De cómo los animales viven y mueren (Javier Ruiz - Diversa Ediciones)Este es un texto original creado para Doblando tentáculos. Si te ha parecido interesante, quizá quieras adquirir en papel o en eBook De cómo los animales viven y mueren (Diversa Ediciones, 2016), mi primer libro de temática animalista que trata estos y otros muchos temas similares. ¡También está disponible en Amazon!

El Occidente del senpai y el kōhai

Las artes marciales trajeron a Occidente un concepto social nipón que resulta difícil trasladar a nuestro mundo: la relación senpaikōhai. Una noción que tiene su acepción más próxima en el tutor y el tutelado, si bien el senpai, a diferencia del anterior, estará siempre cursando la misma actividad, estudio o trabajo que su tutelado.

Una primera respuesta la encontramos en la historiografía japonesa y, concretamente, en la mezcla que cristalizó al combinar el confucianismo, la familia tradicional japonesa y la ley civil de 1898 (Era Meiji), que mantuvo el koshusei (戸主制) o sistema del cabeza de familia, el cual, en la práctica, continua parcialmente vigente —por lo menos, psicológicamente— en gran parte del país. Pero quizá, habiendo nacido lejos de aquellas fronteras, sea difícil comprender estas dos simples palabras en toda su extensión, como el ciego que nunca ha visto por sí mismo y debe vivir con las imágenes que le describen las palabras de otro.

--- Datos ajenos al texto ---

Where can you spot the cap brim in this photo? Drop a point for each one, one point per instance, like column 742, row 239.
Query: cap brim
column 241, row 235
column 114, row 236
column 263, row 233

Fuera de Japón, los dojos o escuelas de artes marciales han generalizado un concepto que, al abandonar esas costas, no resulta extrapolable a otros ámbitos académicos, deportivos o laborales. Asimismo, como cualquier otro fenómeno social, parece que el senpai-kōhai se ha adaptado a unas circunstancias concretas fruto de cada contexto: de este modo, en el colegio japonés, la relación será de uno a uno, mientras que cualquier persona que inicia su camino en un arte marcial encontrará a toda una comitiva de senpais frente a él. Esto es debido a que, etimológicamente, el senpai (que suele traducirse como «compañero de antes») será todo aquel miembro de mayor experiencia —y, por lo tanto, a menudo, jerarquía o antigüedad— de la escuela, definición que se adapta a cualquier otro practicante de mayor veteranía. Si el principiante termina formando parte del club, pronto deberá dar ejemplo a sus kohais («compañeros de después») y parte del buen desarrollo de los mismos formará parte de la asistencia que él, como nuevo senpai, pueda ofrecerles.

Kendo en una escuela agrícola (alrededor de 1920)
Kendokas de una escuela agrícola japonesa en 1920.

A menudo, esta relación cuesta de entender en Europa, donde el esfuerzo personal es, desde pequeños, demasiadas veces más incentivado mediante recompensas que auspiciado por la superación personal, y, sobre todo, donde la jerarquía es siempre comprendida desde hace ya varias décadas como sumisión impuesta y disciplina intimidatoria, y no como cortesía, respeto y admiración libre. Por suerte, los motivos que pueden llevarte a las puertas de un dojo pueden ser erróneos, pero nunca las razones que te mantienen en su interior.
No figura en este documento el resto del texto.